With ‘normal life’ limited for the foreseeable future – including travel options – many of us are escaping by exploring the skies. But what are the best celestial views in 2021?
Since antiquity, the stars have provided a dramatic backdrop for the existence of humankind. Astronomy is a science, a history, a mathematics, a mythology, a religion, a paradox and an art form which still perplexes even the profoundest intelligentsia.
Humans have been analysing the night sky in search of answers to existential questions for millennia – predating any religion or belief system. We’re eternally fascinated by trying to rationalise our existence. In the 21st century, living in the wake of great minds like Hubble, Hawking and Cox, our understanding has expanded – though not as fast as the universe itself.
For the majority of us mere mortals, ‘space talk’ is saved for incoherent debates after a few pints down the local, or alone in the small hours when sleep evades us. But after a year of witnessing our tangible world alter beyond the realms of imagination, it would seem there’s a lot of solace to be found in cascades of celestial bodies beaming light through the darkness.
Here are the main events to look up for in 2021.

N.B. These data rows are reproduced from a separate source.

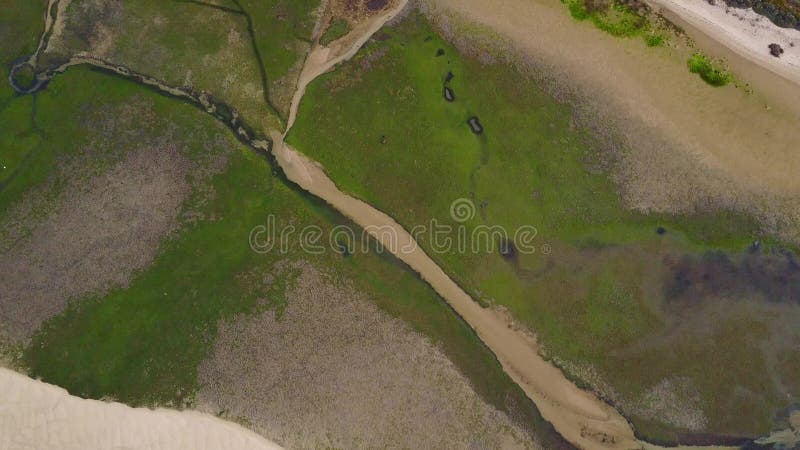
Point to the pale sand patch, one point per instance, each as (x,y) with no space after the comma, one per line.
(334,371)
(577,415)
(744,31)
(36,415)
(100,232)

October 7: Draconids Meteor Shower
The Draconids is a minor meteor shower of about 10 meteors per hour. This one comes from the dust grains left behind by comet 21P Giacobini-Zinner. The comet was first discovered in 1900.
It’s an unusual shower in that the best viewing is in the early evening instead of early morning. The shower runs annually from October 6 – 10.
October 13: James Webb Space Telescope launch
The next big thing in telescopes is launching on 13 October after several delays. Following the game changing Hubble Space Telescope will be no easy task, but the James Webb features a mirror capable of collecting over six times more light than Hubble can – meaning it will see more, and further afield.
October 21 – 22: Orionids Meteor Shower
The Orionids is an average shower producing up to 20 meteors per hour at its peak. It’s another product of comet Halley, and runs from October 2 to November 7. The full moon might cause some visibility issues this year.
November 4 – 5: Taurids Meteor Shower
The Taurids is a long-running minor meteor shower producing only about 5-10 meteors per hour. It’s made up from two separate streams: the first, from dust grains left behind by Asteroid 2004 TG10. The second stream is debris from Comet 2P Encke. This shower runs from September 7 to December 10.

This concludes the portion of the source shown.